OK, it may seem a bit daunting to analyze, let's go for the most interesting conclusions :
1) The first selected symbols make a big difference, since they really cost much less (starting with 413 bits). Then, the costs tend to converge, and there is very little difference remaining between the various available choices beween 535 and 545 bits.
Basically, it means most of the gains for the "HC" versions came from correctly selecting the first few symbols.
2) These first symbols tend to have "low probability" : a lot of 2->1 transitions, some 3->2, and so on. Starting with 530 bits, they completely disappear, and we only have higher probability symbols.
3) Some higher probability symbol appear several times. Note for example symbol 32, which is rounded down several times, reaching 332, while its "real" probability should be 334.47. It means it's better to downgrade it several times, rather than to downgrade a single time a lower probability symbol.

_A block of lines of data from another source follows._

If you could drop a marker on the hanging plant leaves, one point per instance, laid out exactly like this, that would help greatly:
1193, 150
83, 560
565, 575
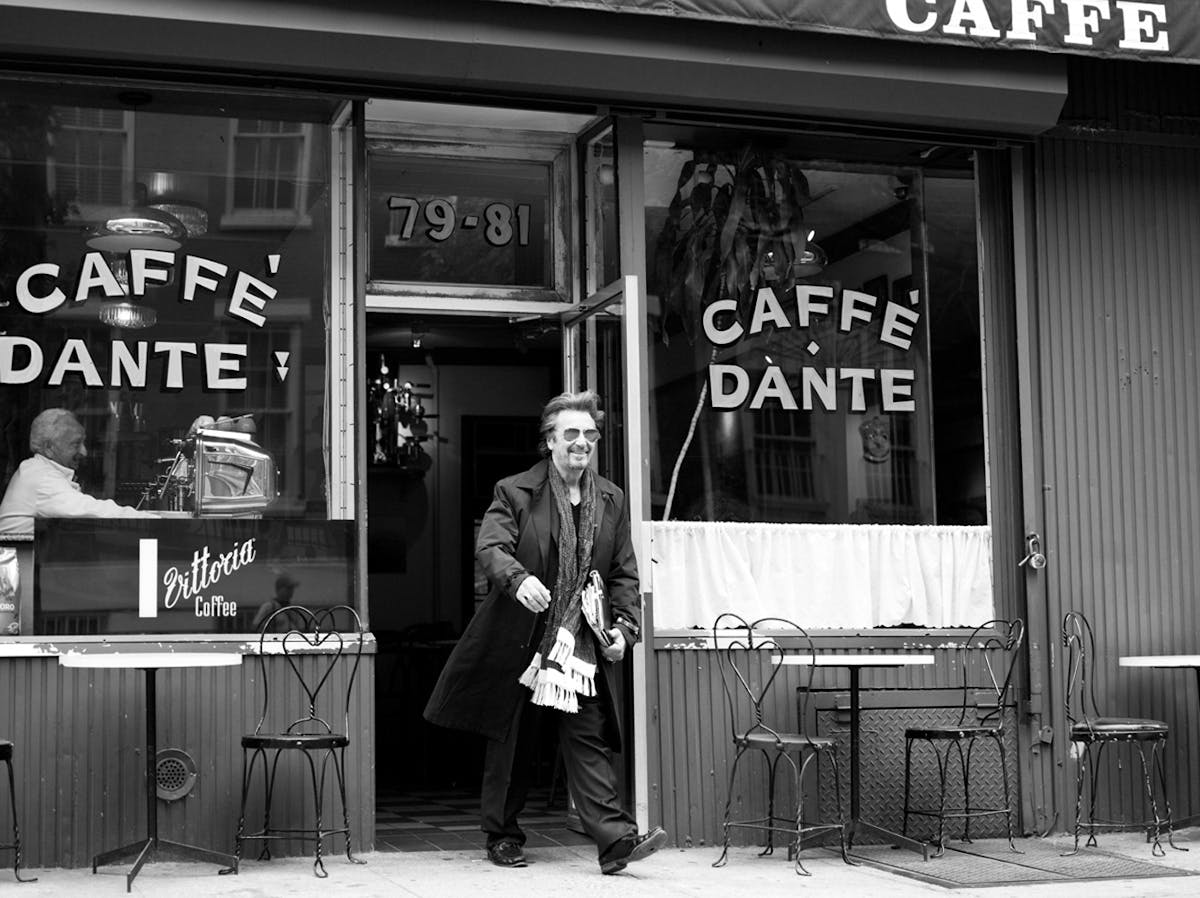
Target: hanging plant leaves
736, 222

The point 2 was the most surprising to me. Remember last time we showed a graphic proving that the low probability symbols were prone to the most important "round down" losses.


This is because this graphic was only considering the "worst case" situation, with "real probability" being infinitely close to the next probability step (e.g. 1.999, then 2.999, etc.)

The new result implies that low probability symbols are also susceptible to generate the lowest amount of losses, when they are at the other end of the spectrum (e.g. 1.01).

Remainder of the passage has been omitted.